Limited support Use with care and provide a fallback when broad support matters.

Browser support

Feature Desktop Mobile
Chrome
Edge
Firefox
Safari
Chrome Android
Safari iOS
api.HTMLCanvasElement.getContext.webgl_context.options_desynchronized_parameter
81
79
75
1+Supported (version) Not supported Has note Sub-feature descriptions sourced from MDN Web Docs (CC BY-SA 2.5)
Notes 4 item(s)
Implementation note
  • ChromeOS and Windows
  • ChromeOS only
Limitation
  • This browser only partially implements this feature
Removed
  • This feature was removed in a later browser version (81)

Syntax

JAVASCRIPT
const gl = canvas.getContext('webgl', {
  desynchronized: true,
  preserveDrawingBuffer: true
});

Live demo

Low-latency WebGL idea

Apply the same desynchronized concept to a WebGL rendering surface.

PreviewFullscreen

Use cases

Highlight the kinds of scenes where low-latency rendering is most noticeable.

PreviewFullscreen

Rendering note

Remember that browser support and latency wins vary by GPU, driver, and browser engine.

PreviewFullscreen

Use cases

  • Draw custom visuals

    Use Desynchronized WebGL canvas when browser rendering surfaces need more control for charts, media, or interactive graphics.

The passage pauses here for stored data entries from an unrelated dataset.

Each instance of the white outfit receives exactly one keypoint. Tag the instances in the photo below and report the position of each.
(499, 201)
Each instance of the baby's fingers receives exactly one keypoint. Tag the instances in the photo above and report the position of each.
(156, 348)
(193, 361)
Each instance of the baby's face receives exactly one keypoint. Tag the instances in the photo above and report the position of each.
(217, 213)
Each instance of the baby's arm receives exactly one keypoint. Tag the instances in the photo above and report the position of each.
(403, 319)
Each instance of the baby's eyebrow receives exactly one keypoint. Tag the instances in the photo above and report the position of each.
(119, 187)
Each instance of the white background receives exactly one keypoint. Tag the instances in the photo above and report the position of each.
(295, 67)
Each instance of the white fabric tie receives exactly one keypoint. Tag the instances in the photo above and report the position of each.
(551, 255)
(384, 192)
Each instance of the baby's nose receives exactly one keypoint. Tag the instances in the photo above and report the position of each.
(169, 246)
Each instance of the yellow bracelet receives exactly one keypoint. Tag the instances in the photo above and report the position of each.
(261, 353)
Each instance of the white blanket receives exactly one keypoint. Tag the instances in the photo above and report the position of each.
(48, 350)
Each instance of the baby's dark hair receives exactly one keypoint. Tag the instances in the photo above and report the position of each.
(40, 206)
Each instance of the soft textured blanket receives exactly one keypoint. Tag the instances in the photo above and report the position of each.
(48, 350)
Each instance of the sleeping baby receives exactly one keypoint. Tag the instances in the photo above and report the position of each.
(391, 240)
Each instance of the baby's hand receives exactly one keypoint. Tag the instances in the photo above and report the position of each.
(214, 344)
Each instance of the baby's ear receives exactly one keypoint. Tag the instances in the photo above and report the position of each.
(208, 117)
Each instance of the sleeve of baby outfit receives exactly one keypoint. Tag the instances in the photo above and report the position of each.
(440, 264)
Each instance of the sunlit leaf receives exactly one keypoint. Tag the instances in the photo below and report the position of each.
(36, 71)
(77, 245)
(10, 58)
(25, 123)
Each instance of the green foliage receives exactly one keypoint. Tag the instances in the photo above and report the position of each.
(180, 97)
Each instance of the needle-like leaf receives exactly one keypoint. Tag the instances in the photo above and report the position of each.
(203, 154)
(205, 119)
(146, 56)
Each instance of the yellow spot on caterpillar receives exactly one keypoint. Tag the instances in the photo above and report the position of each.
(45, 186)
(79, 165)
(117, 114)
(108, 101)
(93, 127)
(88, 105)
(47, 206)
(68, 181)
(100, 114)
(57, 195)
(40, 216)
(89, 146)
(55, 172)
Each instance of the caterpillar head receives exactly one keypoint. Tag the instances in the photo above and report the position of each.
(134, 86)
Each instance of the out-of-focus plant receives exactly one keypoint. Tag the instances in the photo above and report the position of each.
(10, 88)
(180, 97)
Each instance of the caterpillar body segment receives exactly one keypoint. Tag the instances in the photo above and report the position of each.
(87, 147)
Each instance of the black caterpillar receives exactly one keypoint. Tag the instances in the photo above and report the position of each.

  • Support advanced rendering

    Apply Desynchronized WebGL canvas where GPU-backed or low-level drawing improves the experience.

Cautions

  • Test Desynchronized WebGL canvas in your target browsers and input environments before depending on it as a primary behavior.
  • Provide a fallback path or acceptable degradation strategy when support is still limited.

Accessibility

  • Make sure Desynchronized WebGL canvas supports the intended task without making the page harder to perceive, understand, or operate.